Thrashed by the sometimes overbearing anachronism of Rick Rubin and his light-bending celebrity, Howlin Rain’s “The Russian Wilds” (American Recordings, 2012) could have/should have been a giant leap forward for Miller’s career. It was logical, given Rubin’s former spooky ability to find an artist’s hidden, inner monster and Miller’s penchant for jam-rock supergroup sounds of yesteryear. Instead, it arrived DOA and remains a confusing, clichéd modern listening experience. (OK, so Rolling Stone loved it.)
But Howlin Rain’s “Live Rain” (Agitated Records/Silver Current Records, 2014) is a successful musical exorcism of the duller aspects of the studio “Russian Wilds,” using the intervening years and spontaneity of the road to crash through into stronger jam versions of songs like “Self Made Man” that burn far brighter in front of live audiences.

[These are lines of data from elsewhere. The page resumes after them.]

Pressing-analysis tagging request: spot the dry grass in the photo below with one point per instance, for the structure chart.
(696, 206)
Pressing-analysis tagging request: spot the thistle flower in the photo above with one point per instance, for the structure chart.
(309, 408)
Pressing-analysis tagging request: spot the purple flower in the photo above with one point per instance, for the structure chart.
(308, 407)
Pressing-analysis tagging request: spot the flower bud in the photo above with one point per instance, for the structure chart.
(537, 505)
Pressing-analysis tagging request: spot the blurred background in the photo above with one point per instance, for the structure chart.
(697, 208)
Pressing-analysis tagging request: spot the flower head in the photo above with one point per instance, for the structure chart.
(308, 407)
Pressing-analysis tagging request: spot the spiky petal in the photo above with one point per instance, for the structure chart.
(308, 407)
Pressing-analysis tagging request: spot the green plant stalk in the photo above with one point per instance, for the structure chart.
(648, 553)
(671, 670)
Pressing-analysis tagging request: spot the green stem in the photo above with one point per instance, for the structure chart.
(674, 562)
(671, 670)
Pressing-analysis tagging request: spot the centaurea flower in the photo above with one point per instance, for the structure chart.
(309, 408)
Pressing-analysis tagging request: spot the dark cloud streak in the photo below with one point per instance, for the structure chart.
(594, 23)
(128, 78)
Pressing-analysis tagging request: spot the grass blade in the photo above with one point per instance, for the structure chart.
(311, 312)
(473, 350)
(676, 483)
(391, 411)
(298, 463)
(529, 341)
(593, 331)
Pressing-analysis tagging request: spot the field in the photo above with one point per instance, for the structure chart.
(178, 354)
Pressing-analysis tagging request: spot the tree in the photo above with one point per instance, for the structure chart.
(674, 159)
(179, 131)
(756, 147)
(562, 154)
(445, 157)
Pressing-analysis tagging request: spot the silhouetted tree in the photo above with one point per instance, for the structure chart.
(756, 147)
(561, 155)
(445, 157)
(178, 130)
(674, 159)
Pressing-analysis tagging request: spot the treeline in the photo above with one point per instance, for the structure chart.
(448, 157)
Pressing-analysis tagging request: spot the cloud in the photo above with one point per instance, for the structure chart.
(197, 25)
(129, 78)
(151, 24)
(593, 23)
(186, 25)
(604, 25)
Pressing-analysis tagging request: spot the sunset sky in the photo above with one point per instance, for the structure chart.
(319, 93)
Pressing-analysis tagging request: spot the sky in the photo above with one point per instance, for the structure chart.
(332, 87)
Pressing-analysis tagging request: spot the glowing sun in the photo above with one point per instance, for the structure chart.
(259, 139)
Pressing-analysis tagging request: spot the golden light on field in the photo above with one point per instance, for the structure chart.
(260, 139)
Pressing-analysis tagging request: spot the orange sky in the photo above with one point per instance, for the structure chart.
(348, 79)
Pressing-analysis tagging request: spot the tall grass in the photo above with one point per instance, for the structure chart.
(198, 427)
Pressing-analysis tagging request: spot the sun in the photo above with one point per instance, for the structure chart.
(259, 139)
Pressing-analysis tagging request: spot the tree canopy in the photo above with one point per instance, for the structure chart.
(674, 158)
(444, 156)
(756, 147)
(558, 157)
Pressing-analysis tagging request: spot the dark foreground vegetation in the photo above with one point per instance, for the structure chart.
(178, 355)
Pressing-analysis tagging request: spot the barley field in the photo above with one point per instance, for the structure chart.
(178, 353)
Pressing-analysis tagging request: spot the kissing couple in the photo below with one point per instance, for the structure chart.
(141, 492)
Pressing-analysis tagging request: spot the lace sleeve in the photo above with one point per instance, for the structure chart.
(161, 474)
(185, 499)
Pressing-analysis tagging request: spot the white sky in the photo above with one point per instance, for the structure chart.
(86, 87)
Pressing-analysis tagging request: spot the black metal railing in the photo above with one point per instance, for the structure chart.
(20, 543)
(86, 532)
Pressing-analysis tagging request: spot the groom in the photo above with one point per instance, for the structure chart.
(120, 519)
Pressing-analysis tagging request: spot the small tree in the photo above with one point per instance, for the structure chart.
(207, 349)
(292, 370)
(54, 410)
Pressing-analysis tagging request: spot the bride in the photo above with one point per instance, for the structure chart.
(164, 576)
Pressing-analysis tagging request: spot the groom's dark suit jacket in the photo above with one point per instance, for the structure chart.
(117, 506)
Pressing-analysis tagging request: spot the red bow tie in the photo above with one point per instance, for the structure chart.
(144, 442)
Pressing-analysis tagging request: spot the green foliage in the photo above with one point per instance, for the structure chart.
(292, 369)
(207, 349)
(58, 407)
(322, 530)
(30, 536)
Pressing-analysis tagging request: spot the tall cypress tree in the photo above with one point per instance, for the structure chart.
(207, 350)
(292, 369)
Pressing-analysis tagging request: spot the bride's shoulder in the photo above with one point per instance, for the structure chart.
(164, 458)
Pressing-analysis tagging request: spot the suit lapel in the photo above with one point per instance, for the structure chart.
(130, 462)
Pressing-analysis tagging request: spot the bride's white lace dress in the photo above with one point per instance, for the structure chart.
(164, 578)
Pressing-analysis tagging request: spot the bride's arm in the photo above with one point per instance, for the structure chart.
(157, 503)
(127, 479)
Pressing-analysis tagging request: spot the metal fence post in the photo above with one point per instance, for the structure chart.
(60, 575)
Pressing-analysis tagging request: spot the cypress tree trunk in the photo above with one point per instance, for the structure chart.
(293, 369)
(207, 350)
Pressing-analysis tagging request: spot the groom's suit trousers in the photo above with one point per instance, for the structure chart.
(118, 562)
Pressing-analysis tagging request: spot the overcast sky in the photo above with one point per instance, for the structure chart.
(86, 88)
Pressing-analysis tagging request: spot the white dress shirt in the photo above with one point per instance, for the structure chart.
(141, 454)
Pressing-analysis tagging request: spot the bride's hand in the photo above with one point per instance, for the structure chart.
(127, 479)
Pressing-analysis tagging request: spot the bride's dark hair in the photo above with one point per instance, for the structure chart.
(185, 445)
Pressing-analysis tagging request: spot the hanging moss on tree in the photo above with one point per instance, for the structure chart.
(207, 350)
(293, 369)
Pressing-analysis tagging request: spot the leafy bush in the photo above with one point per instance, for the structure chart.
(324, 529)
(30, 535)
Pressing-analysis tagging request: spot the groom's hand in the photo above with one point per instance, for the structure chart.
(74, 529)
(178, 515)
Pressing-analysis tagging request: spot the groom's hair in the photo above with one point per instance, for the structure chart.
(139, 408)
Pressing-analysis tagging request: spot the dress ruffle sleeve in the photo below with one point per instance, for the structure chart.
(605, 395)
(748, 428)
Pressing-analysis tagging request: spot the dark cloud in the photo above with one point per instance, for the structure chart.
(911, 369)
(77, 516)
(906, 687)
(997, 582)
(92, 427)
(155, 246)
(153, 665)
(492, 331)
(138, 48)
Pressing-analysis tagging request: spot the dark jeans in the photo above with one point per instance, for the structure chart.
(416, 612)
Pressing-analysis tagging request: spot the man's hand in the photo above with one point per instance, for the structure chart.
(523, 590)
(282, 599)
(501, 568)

Thankfully, Miller has retreated from his Rubin/American Recordings near-death experience and moved into his more natural Beat/DIY/self-produced habitat to create a modern music masterpiece at Eric Bauer’s studio, Bauer Mansion, in San Francisco’s Chinatown. The new record is a work chiseled from the same stone as Jack Kerouac’s Big Sur. Like Kerouac, the wounded Miller retreated home to build new bands and work obsessively off the clock, striving to get clean through exhausting obsession.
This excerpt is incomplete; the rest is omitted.